Filed 2/5/25 Rios de Vitela v. Silverscreen Healthcare CA4/2
NOT TO BE PUBLISHED IN OFFICIAL REPORTS California Rules of Court, rule 8.1115(a), prohibits courts and parties from citing or relying on opinions not certified for publication or ordered published, except as specified by rule 8.1115(b). This opinion has not been certified for publication or ordered published for purposes of rule 8.1115.
IN THE COURT OF APPEAL OF THE STATE OF CALIFORNIA
FOURTH APPELLATE DISTRICT
DIVISION TWO
JULIA RIOS DE VITELA et al.,
Plaintiffs and Respondents, E081887
v. (Super.Ct.No. CIVSB2116579)
SILVERSCREEN HEALTHCARE, INC. OPINION et al.,
Defendants and Appellants.
APPEAL from the Superior Court of San Bernardino County. Wilfred J.
Schneider, Jr., Judge. Affirmed.
Lewis Brisbois Bisgaard & Smith, Lann G. McIntyre, Tracy D. Forbath, Suzanne
L. Schmidt, Kathleen M. Walker for Defendants and Appellants.

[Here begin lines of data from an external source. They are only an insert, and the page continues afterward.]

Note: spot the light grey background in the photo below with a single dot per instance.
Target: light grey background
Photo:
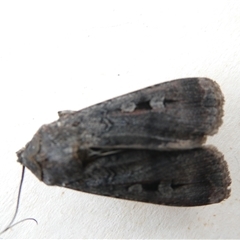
(58, 55)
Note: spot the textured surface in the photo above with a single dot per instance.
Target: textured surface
(107, 148)
(59, 55)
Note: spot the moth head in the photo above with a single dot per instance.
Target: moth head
(27, 156)
(52, 157)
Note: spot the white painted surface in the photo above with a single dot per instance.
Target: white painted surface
(58, 55)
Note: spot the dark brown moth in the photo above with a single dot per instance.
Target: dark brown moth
(144, 146)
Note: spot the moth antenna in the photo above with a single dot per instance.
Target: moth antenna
(10, 225)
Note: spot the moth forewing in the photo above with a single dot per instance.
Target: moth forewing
(121, 147)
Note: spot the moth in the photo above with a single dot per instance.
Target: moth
(144, 146)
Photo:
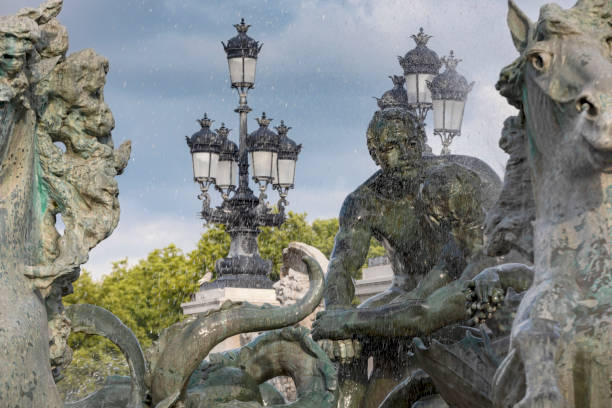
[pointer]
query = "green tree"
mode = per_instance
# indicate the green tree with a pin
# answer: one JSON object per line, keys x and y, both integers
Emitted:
{"x": 147, "y": 296}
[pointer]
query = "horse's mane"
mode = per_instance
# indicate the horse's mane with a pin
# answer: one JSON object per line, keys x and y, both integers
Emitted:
{"x": 591, "y": 17}
{"x": 508, "y": 224}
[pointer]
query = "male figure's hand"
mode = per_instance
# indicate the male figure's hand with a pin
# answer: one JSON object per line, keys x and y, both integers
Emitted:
{"x": 331, "y": 330}
{"x": 342, "y": 351}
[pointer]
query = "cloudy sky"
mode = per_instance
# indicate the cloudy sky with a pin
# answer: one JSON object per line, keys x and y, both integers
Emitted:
{"x": 320, "y": 66}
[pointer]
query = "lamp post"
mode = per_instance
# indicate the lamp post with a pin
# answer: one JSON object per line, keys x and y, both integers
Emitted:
{"x": 217, "y": 160}
{"x": 446, "y": 98}
{"x": 449, "y": 92}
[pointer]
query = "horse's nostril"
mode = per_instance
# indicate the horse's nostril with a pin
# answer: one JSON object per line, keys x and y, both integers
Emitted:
{"x": 585, "y": 105}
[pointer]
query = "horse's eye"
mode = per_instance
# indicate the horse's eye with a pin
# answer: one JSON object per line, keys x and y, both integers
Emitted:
{"x": 540, "y": 60}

The Barnes Firm, Allen R. Oghassabian, Christian R. Oliver for Plaintiffs and
Respondents.
1 Elvira Bower (Bower); Melody Vitela (Melody)1; and Gregorio Vitela
(Husband), as an individual and in his capacity as the legal representative and successor
in interest of the deceased Julia Rios de Vitela (Resident) sued Silverscreen Healthcare
Inc. (Silverscreen) and Diane Machain for (1) elder abuse and neglect (Welf. & Inst.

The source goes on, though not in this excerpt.